Bruxelas – A decodificação de celulares criptografados da plataforma EncroChat levou autoridades europeias a identificar uma sociedade criminosa de € 99 milhões entre o ex-major da Polícia Militar do Paraná Sergio Roberto de Carvalho e o belga Flor Bressers, apelidado de “Corta Dedos”. As mensagens obtidas mostram que, entre junho de 2019 e abril de 2020, os dois traficantes movimentaram pelo menos 16 toneladas de cocaína enviadas do Brasil para a Europa.
Contêineres de manganês escondiam a droga
A investigação começou em 5 de abril de 2020, quando a polícia holandesa apreendeu 3,2 toneladas de cocaína no porto de Roterdã. A carga, vinda do Brasil no navio Marseille, estava distribuída em 14 contêineres de minério de manganês, cinco deles recheados de droga. O material seria entregue a uma empresa de dessalinização de água na Bélgica e a outra firma na República Tcheca.
Os belgas descobriram que a importadora belga Kriva-Rochem – registrada em nome de um laranja de mais de 80 anos – já trazia grandes remessas disfarçadas desde 2019. Durante buscas em endereços ligados ao grupo, foram recolhidos vários telefones modificados, cujos números de IMEI acabaram conectando a operação ao EncroChat.
EncroChat: rede com 60 mil usuários sob vigilância
A EncroChat vendia aparelhos Samsung, BlackBerry e Aquaris X2 com sistema Android alterado.
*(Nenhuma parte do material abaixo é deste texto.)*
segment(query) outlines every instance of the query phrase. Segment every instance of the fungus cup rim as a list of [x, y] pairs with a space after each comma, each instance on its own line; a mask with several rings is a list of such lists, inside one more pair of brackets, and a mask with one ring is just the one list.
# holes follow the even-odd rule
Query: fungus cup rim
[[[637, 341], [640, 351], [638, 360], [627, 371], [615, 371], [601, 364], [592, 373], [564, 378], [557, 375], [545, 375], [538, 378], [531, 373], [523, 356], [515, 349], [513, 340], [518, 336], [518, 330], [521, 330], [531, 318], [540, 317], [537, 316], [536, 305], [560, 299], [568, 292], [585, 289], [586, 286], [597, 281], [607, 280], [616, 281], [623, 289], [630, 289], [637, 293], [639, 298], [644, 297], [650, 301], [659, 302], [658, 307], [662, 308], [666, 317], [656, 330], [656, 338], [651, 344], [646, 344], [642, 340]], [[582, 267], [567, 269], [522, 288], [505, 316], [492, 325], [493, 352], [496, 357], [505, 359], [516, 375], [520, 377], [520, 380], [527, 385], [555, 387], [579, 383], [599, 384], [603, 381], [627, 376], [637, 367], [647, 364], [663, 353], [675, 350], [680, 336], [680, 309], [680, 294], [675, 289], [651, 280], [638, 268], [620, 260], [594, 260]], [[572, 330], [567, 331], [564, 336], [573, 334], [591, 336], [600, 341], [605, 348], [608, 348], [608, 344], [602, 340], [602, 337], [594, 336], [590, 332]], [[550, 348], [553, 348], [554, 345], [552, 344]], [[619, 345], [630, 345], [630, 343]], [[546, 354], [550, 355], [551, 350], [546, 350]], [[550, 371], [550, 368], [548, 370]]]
Os dispositivos custavam € 1 000, mais assinatura semestral de € 1 500, e ofereciam criptografia PGP, botão de autodestruição e funções para desativar câmera e microfone.
Em junho de 2020, a Gendarmerie Nacional da França invadiu secretamente servidores da empresa alojados em Lille. A ação, considerada a maior da Europol, resultou em 6 500 prisões, apreensão de 103,5 toneladas de cocaína, 163,4 toneladas de maconha, 3,3 toneladas de heroína e € 900 milhões em bens.
Apelidos que entregam a parceria
Nos arquivos descriptografados, os investigadores identificaram os codinomes “Ricklong” e “Bongoking” – ambos pertencentes a Bressers – e “Lucrativeherb”, usado por Carvalho. As conversas revelam uma joint venture na qual Bressers pagava apenas metade do valor da cocaína – US$ 7 500 por quilo – ao fornecedor brasileiro. No mercado europeu, o mesmo quilo alcançava preço entre US$ 50 000 e US$ 80 000.
Documentos anexados ao processo em Bruges indicam que Bressers desembolsou € 99 milhões em dinheiro vivo ao longo de dez meses, montante correspondente a oito carregamentos bem-sucedidos (12,8 toneladas) mais a remessa interceptada na Holanda.
Estrutura financeira internacional
Segundo o juiz belga Johan Desseyn, o envio da droga partia de portos brasileiros, organizado por um contato de confiança de Carvalho identificado como “Littlejacket”. O dinheiro passava por um operador nos Emirados Árabes Unidos, apelidado de “Vipertaylor”, e por uma fintech de criptomoedas em Londres. O italiano Caio Marchesani (“GreySmith” no aplicativo), dono da Trans-Fast Remittance, foi preso no Reino Unido em 2023 por seu papel no esquema de lavagem.
Prisão e julgamento dos envolvidos
Bressers foi detido em fevereiro de 2022 na Suíça e extraditado para a Bélgica. A esposa dele recebeu pena de dois anos por lavagem de dinheiro. Carvalho, apelidado pela Interpol de “Pablo Escobar brasileiro”, foi capturado também em 2022 depois de anos foragido; ele falsificara a morte em 2020 para driblar processos na Espanha. O julgamento do ex-major na Justiça belga está marcado para ser retomado em 7 de setembro de 2026.
Impacto nas investigações brasileiras
A Polícia Federal, que já apurava a chamada Operação Enterprise, recebeu da Bélgica uma lista de cinco suspeitos adicionais no Brasil e quatro empresas ligadas às exportações de manganês. As 16 toneladas ligadas ao caso europeu somam-se a outras 50 toneladas de cocaína rastreadas pela PF entre 2017 e o fim de 2020, aumentando o alcance atribuído à organização de Carvalho.
Advogados do ex-major no Brasil não foram localizados. Na Bélgica, a defesa sustenta a inocência do acusado.